Musings of an Old Chemist

A Chemist's Perspective on the Habits and Skills STEM Students Need For Success

Tag: passion

  • Weekly Quotation: Sunday, May 31, 2026: The Key to a Joyful Career

    Weekly Quotation: Sunday, May 31, 2026: The Key to a Joyful Career

    For your consideration:

    Your work is going to fill a large part of your life, and the only way to be truly satisfied is to do what you believe is great work. And the only way to do great work is to love what you do. If you haven’t found it yet, keep looking. Don’t settle. As with all matters of the heart, you’ll know when you find it.

    – Steve Jobs

    The secret to success in what you do is to find your passion. It is not always the career that earns you the highest salary or a significant title; it is the one that brings you the most joy and fosters personal growth. A career that encourages you to become the best version of yourself. A career that brings you joy as well as those you serve is, in my view, the key to happiness.

    Speaking from experience, it is very easy to get caught up in trying to meet the expectations of the world around us: to solve the next challenge, earn the highest salary, receive the quickest promotions, that we get lost; we miss out on the true meaning of our lives. It is only when we pause and, through self-reflection, evaluate who we are and who we want to be that we change the course of our lives to pursue our passions. It is the most courageous thing you and I may ever do.
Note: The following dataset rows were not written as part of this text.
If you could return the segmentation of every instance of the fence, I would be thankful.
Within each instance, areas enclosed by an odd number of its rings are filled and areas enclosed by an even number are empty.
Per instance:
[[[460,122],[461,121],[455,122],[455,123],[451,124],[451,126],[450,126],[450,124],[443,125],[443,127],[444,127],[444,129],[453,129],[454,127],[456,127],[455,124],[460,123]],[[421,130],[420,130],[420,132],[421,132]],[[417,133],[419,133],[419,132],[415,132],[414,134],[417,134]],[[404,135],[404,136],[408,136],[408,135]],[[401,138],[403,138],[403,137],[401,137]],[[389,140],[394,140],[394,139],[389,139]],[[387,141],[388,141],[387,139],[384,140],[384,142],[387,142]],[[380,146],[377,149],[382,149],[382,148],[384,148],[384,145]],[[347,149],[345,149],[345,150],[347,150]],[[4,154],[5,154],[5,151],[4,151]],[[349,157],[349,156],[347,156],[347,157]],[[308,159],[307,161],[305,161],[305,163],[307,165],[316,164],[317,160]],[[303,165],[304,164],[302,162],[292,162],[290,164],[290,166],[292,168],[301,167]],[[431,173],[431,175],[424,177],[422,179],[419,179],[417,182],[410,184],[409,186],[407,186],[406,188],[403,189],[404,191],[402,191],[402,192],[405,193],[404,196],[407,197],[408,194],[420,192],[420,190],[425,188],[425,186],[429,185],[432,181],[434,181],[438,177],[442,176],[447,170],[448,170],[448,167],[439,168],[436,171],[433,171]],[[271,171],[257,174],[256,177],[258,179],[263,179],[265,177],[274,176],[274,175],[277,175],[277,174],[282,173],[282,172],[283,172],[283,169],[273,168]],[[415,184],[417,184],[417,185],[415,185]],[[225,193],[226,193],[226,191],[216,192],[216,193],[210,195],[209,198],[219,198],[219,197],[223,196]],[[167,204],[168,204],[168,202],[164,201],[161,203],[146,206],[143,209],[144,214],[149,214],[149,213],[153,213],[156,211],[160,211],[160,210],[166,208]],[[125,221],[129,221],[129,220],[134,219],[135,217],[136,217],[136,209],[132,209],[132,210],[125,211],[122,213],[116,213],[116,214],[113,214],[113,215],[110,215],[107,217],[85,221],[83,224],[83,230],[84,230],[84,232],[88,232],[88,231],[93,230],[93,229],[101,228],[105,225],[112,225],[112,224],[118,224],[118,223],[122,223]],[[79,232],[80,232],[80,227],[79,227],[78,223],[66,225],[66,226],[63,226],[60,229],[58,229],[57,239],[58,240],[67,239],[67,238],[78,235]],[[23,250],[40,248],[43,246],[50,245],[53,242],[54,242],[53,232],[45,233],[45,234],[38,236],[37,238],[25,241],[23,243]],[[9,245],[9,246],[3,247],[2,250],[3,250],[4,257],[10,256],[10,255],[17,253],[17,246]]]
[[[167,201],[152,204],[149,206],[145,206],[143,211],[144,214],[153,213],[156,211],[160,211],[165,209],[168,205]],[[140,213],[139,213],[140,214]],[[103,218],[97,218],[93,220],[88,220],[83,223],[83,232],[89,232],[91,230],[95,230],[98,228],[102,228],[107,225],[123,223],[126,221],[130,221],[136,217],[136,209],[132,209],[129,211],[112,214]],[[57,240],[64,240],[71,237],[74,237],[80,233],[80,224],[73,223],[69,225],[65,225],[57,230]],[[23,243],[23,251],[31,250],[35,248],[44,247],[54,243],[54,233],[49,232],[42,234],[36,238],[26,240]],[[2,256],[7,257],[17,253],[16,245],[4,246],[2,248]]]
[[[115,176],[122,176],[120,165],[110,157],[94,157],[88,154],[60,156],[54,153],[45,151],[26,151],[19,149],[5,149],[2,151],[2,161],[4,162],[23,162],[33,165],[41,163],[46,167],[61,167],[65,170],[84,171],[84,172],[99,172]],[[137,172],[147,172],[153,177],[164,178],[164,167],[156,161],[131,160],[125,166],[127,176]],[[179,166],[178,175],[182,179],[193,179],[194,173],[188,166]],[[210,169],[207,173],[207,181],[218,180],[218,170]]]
  • Following Your Passion: A Personal Journey

    Following Your Passion: A Personal Journey

    For your consideration –

    “Follow your enthusiasm. It’s something I’ve always believed in. Find those parts of your life you enjoy the most. Do what you enjoy doing.”

    – Jim Henson

    I want you to recognize the importance of following your passion(s). I want you to understand who you want to be and make your decision(s) to follow your dreams, setting your own expectations based upon what truly motivates you.

    As I reflect upon my life, my achievements, my successes, and my failures, my greatest mistake has been that I have always sought out the next challenge, and meeting that challenge would make me happy. Thus, giving me the recognition I longed for. I now recognize that I lost my way.

    I wasted so many years in supervisory and management roles that I did not enjoy, only because I believed that they were a mandatory next step along my career path. I then spent seven years in the classroom, believing I had the background knowledge and experience that would guarantee my success in the teaching field. It did not; I was not happy and did not do my students justice.

    I truly enjoyed just being an instrumental chemist, working in a lab performing analyses, especially operating gas chromatography/mass spectrometry instrumentation. At one point in my career, I worked as an R&D chemist for Hewlett-Packard’s Analytical Products Division in Avondale, Pennsylvania. It was an opportunity to combine my passion for instrumental chemistry with the opportunity to be on the cutting edge of new product design. It was my dream job. But it was the wrong time in my personal journey. And now, as my perspective has changed, with age, I can acknowledge I would not be where I am today if I had continued down that path. And I am truly blessed to be where I am today.

    The lesson is this: know yourself. Constantly practice self-awareness and self-reflection. Ask yourself: “What truly makes me happy?” and “What type of person do I want to be known as?” And, most importantly, follow your dreams.